The right-handed pitcher called Hillsborough’s coach, Eric Eden, and told him that Bloch should be the team’s catcher in 2019.
Bloch still had to beat out a couple competitors for the job in March. But after catching for Parikh and other Hillsborough pitchers all offseason, Bloch had no trouble winning the job during the formal competition.
The rest, as they say, is history…or perhaps current events.
Hillsborough is enjoying its best season years. The Raiders are 10-1 overall and the No. 1 seed in the Somerset County Tournament. They will play as the host to eighth-seeded Montgomery High School in a county quarterfinal on May 4.
Bloch is one of the most important players on a team with mostly upperclassmen. He is the bedrock of a pitching staff with a 1.52 earned run average in 65 innings. He is also batting .321 with a team high 11 runs batted in.
“He has really proven himself,” Parikh said.
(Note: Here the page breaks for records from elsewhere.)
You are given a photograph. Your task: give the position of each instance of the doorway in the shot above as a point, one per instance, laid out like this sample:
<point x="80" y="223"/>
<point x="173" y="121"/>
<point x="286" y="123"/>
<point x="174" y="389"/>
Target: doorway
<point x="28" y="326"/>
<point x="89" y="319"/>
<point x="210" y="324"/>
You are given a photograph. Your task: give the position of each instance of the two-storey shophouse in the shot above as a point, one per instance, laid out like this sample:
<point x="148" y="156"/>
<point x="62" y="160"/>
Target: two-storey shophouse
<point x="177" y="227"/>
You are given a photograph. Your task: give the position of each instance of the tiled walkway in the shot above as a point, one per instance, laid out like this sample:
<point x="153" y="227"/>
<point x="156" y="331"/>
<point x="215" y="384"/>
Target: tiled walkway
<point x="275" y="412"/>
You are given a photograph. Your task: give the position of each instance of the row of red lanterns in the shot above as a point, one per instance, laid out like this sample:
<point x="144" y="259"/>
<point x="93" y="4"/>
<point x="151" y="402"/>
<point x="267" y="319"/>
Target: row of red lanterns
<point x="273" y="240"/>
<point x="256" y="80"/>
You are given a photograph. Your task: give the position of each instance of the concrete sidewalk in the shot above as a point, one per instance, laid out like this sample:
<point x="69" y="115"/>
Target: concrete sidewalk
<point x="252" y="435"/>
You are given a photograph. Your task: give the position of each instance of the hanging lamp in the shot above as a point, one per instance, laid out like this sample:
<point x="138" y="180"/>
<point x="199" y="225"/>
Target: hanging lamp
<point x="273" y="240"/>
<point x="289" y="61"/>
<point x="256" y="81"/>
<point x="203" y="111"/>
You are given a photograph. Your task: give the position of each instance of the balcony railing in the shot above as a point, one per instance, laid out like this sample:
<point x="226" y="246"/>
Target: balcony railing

Most high school baseball coaches call pitches for their hurlers. But sometimes, Eden lets his sophomore backstop handle that task. After all, Bloch’s teammates trust him.
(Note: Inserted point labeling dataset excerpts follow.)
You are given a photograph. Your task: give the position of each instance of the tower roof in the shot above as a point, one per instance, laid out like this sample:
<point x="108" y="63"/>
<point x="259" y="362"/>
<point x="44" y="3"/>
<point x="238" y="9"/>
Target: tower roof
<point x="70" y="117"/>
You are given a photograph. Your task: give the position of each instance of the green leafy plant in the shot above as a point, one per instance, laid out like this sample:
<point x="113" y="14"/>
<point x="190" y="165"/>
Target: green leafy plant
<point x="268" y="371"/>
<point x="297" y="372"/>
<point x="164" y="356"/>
Parikh throws a fastball, a curveball and a changeup. His curveball and changeup dip away from hitters and into the dirt. They are not easy pitches to handle. But with Bloch, Parikh is not afraid to throw those pitches in any situation.
“He knows when it’s going to move or not, which is a great thing for me,” Parikh said.
With his brawny frame and broad shoulders, Bloch has the build of a catcher. But he also has the build of a power hitter. And despite playing such a demanding position, Bloch has also developed into a middle of the order bat.
He was so hot during the season’s first month that his teammates nicknamed him, “Mr. April.”
“I don’t think anyone works as hard as he does,” Eden said. “He was in the weight room and catching those bullpens all offseason.”
“I just knew being a catcher I had to be comfortable with my pitchers,” Bloch said.
No one can argue with that logic. But the key part of that sentence came near the beginning, when Bloch said, “…being a catcher…”
“I’m a catcher, definitely,” Bloch said, grinning. “I really enjoy it now.”